While the numbers (electric bills) speak for themselves, it doesn’t always mean that eco-mode is the best option for you. To achieve the best results for your dishes and the environment, you should always select your program depending on the load and the degree of soiling of the dishes. Some newer dishwashers even have programs that measure these factors and automatically select the optimal settings for energy and water consumption. It’s also strongly recommended that you run the hot water or machine care program regularly so that the dishwasher itself does not become contaminated with residue or bacteria!
Stuck with an older model that doesn’t offer eco-mode? Not to worry — here are a few tips for optimizing your next wash cycle. Using your dishwasher is more energy efficient than washing your dishes by hand — and saves you the hassle of after-dinner cleanup. But how you use the dishwasher is almost as important. By using the dishwasher more efficiently, you can save even more money and energy in the kitchen.
1. Skip the rinse – scrape and go!
If you’re using the right dishwasher and detergent, there’s no need to pre-rinse dishes by hand before loading them into your dishwasher. Just scrape the loose food off your dishes, load them in the dishwasher and let your dishwasher do its job. If you must rinse, a light rinse should be just fine.
2. Think twice about washing the dishes by hand.
Even if you have an older appliance, avoid washing the dishes in the sink in between runs and use the dishwasher for larger items that are dishwasher safe such as some pots and pans.
3. Are you loading your dishwasher properly?
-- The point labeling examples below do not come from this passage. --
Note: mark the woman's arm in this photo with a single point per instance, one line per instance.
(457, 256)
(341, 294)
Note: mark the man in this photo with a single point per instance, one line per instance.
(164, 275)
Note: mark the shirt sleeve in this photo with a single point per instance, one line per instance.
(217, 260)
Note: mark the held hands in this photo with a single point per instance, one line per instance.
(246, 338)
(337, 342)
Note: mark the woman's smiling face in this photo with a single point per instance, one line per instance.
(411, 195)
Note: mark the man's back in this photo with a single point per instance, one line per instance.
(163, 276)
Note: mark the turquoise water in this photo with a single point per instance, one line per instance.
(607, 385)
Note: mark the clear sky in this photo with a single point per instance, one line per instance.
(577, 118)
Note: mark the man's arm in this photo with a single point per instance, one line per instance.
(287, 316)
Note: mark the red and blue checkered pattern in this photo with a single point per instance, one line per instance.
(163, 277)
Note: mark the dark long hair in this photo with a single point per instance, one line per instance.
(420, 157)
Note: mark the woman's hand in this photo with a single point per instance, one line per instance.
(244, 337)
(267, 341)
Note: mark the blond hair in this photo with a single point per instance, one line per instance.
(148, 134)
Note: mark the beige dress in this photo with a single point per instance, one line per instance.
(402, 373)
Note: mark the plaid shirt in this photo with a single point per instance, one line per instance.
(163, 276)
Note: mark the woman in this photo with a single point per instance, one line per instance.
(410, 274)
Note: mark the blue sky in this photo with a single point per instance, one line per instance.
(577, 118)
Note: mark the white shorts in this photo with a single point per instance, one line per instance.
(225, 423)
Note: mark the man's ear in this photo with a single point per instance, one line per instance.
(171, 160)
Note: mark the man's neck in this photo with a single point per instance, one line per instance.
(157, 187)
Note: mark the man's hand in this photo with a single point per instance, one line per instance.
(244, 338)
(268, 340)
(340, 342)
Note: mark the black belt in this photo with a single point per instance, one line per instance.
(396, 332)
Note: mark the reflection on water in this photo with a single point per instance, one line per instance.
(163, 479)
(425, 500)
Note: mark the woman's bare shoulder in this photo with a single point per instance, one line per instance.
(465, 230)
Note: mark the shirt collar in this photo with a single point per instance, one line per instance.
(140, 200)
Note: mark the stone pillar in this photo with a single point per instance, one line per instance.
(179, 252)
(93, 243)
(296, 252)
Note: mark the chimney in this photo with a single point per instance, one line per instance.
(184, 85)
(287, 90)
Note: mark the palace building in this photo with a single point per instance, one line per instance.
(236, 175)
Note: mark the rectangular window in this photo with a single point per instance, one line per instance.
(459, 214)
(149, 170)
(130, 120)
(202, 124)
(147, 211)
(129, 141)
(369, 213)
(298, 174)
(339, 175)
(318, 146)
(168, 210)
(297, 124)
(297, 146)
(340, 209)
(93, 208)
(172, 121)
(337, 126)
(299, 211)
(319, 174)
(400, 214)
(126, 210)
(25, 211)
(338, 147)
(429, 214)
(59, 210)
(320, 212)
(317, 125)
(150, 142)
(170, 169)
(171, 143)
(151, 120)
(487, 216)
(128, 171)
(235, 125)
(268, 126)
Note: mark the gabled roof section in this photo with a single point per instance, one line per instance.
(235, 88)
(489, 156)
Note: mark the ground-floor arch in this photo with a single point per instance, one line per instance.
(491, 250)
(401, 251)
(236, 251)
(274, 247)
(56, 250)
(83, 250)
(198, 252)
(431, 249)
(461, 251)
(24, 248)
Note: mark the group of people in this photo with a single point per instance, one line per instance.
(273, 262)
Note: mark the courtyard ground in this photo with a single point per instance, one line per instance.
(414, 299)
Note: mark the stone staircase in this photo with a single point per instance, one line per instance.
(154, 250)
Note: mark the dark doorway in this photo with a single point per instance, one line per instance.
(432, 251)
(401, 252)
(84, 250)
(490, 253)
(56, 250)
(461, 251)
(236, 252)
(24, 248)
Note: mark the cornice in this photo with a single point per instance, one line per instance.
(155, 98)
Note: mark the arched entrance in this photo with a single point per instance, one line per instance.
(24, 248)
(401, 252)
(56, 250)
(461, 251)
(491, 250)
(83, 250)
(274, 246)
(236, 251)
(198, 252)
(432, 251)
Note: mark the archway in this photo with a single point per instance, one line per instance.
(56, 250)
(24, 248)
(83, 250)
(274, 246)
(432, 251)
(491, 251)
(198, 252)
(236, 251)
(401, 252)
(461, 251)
Your dishwasher’s user manual will illustrate how to properly position dishes, flatware, glasses, and cookware to optimize their cleaning. A lot depends on the type of items in the dishwasher and what features the dishwasher has, but there are a few universal rules: Always run the dishwasher on a full load, be careful not to overload the dishwasher, and don’t block the arms or other moving parts.
4. Try air-drying your dishes.
Let your dishes air dry by turning on the air-dry setting instead of using the heat-dry setting on your dishwasher.
5. Use a rinse aid.
Regardless of whether you have eco-mode, nearly all dishwashers have a rinse aid dispenser. A rinse aid helps help glasses and dishes dry quicker — and prevents spotting and streaking.
6. In the market for an upgrade?
When you’re shopping for a new dishwasher, keep an eye out for the little blue ENERGY STAR label. This indicates that the model meets strict energy efficiency standards, using, on average 12% less energy and 30% less water than a standard model. A new ENERGY STAR-certified model uses less than half of the energy used when washing dishes by hand — and can save more than 8,000 gallons of water each year!